Having grown up binge watching Clueless, SATC, Clarissa & Gok Wan I know the importance of the right outfit. Shallow maybe, but if I’m going to fail at least I’ll look fabulous doing it. I can feel the disapproving eye rolls from here. I’m not saying you should turn up in a Chanel dress (unless you have one…in which case can I permanently borrow it?) what I’m saying is wear something you feel your most confident in because it shows and first impressions are everything. For me, that was a pair of reebok trainers, a ‘no bad days’ slogan top and a colourful matching skirt suit from Zara which I know sounds fucking mental, but it helped me channel my inner boss bitch. Honest. For you, it might be freshly dyed purple hair or fitted jeans. You can’t control what buyers will think of your work but you can control the image you want to represent, especially if you’re trying to build a brand and sometimes that’s all it takes to break the ice.

6. Don’t sales block your fellow exhibitors.

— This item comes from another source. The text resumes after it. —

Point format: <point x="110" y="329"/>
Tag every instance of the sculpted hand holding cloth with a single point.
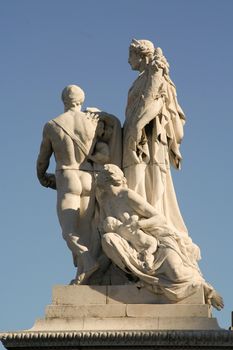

These people will be your allies, your friends and your best contacts but if you sales-block them they will burn you to the ground, with your snazzy outfit acting as lighter fluid. Ok, this last part is a gross exaggeration (I think) but it goes without saying, if a buyer or interested party approaches their stand nod your head, signal a salute but walk the fuck away, mid-sentence if need be. Respect the hustle.

7. Breathe

There will be times where you are so nervous/excited/panicked you might forget your numbers or find yourself uncontrollably spouting complete and utter shite to buyers of brands you’ve placed on pedal stalls *cough Scribbler *cough, you may even get the urge to hug one (sorry).… Just breathe (and always ask for permission). On the other end of the spectrum, you will find people asking you for your exact printer costs and their contact info, telling you they don’t like your style or even better they themselves are looking to design cards *takes a photo of your cards* and plan on doing some in your style *takes another photo without permission*. Just breathe and smile, it’s all part of the deal. I feel I should just point out here that these people are in the minority, plenty of people are there to be inspired, get ideas and see what’s what, that’s totally natural and getting to meet them and receive positive feedback is really rewarding to hear. It’s just those one or two no-talent ass clowns that need a quick lesson in etiquette, or boxing. Whichever, I’m game for both.

8. Double up on pads

You will find that people will run out of business cards so don’t be shy in asking them to write down their email address so that you can contact them after the show and send them a product catalogue if relevant. In a separate pad when you get a moment write down bullet points about what they were interested in because with so much going on you will forget. I know I did. If you can, email them that night while the lead is still fresh. They will appreciate your promptness and you won’t have to worry about doing it down the line. In the words of Elle wood – Organisation is key!!!

9. Always pack extra underwear. This is a life tip tbh.

Trust me you do not want to spend your morning frantically rummaging through your suitcase looking for the underwear you know you packed. You especially don’t want to find yourself pitching to not on the high street without underwear, although it could always be worse your mum might point out the bogey on your nose afterwards. Fml.

10. Follow up those leads

They say 80% of leads aren’t followed up on which is bat-shit crazy. Not all your leads will be promising but right now you are a minnow and any experience/exposure you can get is a good thing (In my mind anyway). If you get really lucky you will find you get the chance to work with awesome kick-ass brands like Topshop and Scribbler. In these instances, they won’t be able to make orders at the show because they need to pick up which designs to carry. These people are like sugar coated unicorns pooping out dreams of a golden future, make sure you’re there to catch them.